Published Feb 8, 2024


It’s now well known that Volkswagen South Africa is planning to build a new Polo-based compact SUV at its local factory in Kariega, Eastern Cape.

Although this “third model” has yet to be officially confirmed, VWSA CEO Martina Biene has mentioned the project on numerous occasions in the past year, and it was a topic of discussion once again at this year’s Volkswagen Indaba in Kariega.

Biene and other insiders have also hinted that a half-tonne bakkie is under consideration for local introduction, but this would likely follow the compact SUV, which VWSA is aiming to launch around 2026 or 2027.

Now Brazilian media have possibly shed some light on both projects, following Volkswagen’s confirmation that it is investing $1.8 billion dollars (R34bn) to produce four new models in its Brazilian factories.

Among these is a new budget SUV, as well as a replacement for the ageing Saveiro half-tonne bakkie.

Engineering News reported in late 2022 that the compact SUV which VWSA plans to produce, is being developed in conjunction with the Brazilian division, although it will be a product that’s very much suited to African markets.
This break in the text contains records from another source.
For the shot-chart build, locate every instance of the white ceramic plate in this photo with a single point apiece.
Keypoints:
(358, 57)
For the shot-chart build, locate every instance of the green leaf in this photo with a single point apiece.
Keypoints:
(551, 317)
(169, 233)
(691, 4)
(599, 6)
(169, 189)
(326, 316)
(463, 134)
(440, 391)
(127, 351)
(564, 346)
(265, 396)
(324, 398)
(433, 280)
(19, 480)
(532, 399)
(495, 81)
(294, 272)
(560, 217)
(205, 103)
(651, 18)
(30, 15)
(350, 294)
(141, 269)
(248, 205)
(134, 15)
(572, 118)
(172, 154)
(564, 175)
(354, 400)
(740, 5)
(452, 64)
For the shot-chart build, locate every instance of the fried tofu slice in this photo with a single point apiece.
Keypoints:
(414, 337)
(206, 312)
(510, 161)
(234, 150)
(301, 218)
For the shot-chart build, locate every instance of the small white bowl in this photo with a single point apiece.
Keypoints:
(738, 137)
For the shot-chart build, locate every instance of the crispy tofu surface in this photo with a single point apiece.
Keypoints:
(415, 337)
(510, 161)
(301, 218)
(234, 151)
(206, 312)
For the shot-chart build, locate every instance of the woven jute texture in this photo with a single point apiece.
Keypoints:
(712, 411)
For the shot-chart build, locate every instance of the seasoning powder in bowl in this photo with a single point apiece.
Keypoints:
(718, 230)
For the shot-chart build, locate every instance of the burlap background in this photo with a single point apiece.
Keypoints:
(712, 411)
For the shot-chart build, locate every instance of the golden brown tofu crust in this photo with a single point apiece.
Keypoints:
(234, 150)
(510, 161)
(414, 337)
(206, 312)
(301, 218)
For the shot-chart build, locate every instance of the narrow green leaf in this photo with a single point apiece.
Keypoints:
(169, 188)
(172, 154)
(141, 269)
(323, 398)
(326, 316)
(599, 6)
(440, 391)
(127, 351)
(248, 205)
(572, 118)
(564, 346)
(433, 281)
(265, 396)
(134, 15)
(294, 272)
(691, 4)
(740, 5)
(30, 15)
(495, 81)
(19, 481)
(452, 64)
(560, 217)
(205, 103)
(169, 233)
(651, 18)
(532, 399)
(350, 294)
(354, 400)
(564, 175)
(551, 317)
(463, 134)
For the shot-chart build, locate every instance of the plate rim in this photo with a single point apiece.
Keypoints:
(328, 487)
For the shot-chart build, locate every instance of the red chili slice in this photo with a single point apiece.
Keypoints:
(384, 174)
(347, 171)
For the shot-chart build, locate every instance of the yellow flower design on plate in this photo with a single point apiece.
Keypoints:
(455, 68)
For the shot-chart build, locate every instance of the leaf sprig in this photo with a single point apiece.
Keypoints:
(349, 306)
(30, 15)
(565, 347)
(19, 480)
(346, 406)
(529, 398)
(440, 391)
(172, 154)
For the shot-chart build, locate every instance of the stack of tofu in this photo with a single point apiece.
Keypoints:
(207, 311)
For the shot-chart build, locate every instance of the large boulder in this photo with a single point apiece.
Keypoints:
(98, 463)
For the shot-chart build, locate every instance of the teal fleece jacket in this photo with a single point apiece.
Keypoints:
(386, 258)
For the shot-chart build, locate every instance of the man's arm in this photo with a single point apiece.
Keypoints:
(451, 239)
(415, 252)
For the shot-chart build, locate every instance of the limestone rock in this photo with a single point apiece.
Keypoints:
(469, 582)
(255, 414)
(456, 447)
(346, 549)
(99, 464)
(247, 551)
Which means it’s very likely that Brazil’s new entry SUV, which has yet to be revealed, will be closely related to VWSA’s third production model that will be built alongside the Polo and Polo Vivo.

According to Motor 1 Brazil, the as-yet-unnamed budget SUV will slot below the current Nivus (AKA Taigo), and is likely to measure just over four metres in length. This will make it similar in size to other budget SUVs like the Renault Kiger, Nissan Magnite and recently discontinued Suzuki Brezza.

Brazil’s president has previously referred to this Polo-based product as the country’s new “national SUV”, Motor1 reports.

The publication expects the current 1.0-litre TSI motor to provide power, but we have a sneaking suspicion that the locally produced normally aspirated petrol engines offered in the Polo Vivo could also feature. Not only to keep pricing in check, but also to help keep the Eastern Cape engine factory in business.

As for the new half-tonne bakkie, Motor 1 says it’ll be similar in size to the new Chevrolet Montana, making it somewhat larger than the current Saveiro, and Volkswagen is likely to offer both single cab and double cab configurations.

Interestingly, the Brazilian publication believes the bakkie will be closely based on the Volkswagen T-Cross, given that it will be produced in the same factory. This means it could differ significantly from the Tarok concept of 2018, which was meant to preview Brazil’s future pick-up truck. But clearly much has changed since then.

The new pick-up is still something of a long-shot for South Africa, with initial emphasis going onto the budget SUV, but we do know that it is very much under consideration, particularly given VWSA’s renewed focus on the African market.

As IOL reported on Wednesday, the company is now trading as Volkswagen Group Africa.

With Polo exports to Europe set to dry up towards the end of the decade, as the hatchback is discontinued to make way for electric models, the local division will be looking to increase exports on its own continent, on which vehicle sales are projected to triple to three million units annually by 2030.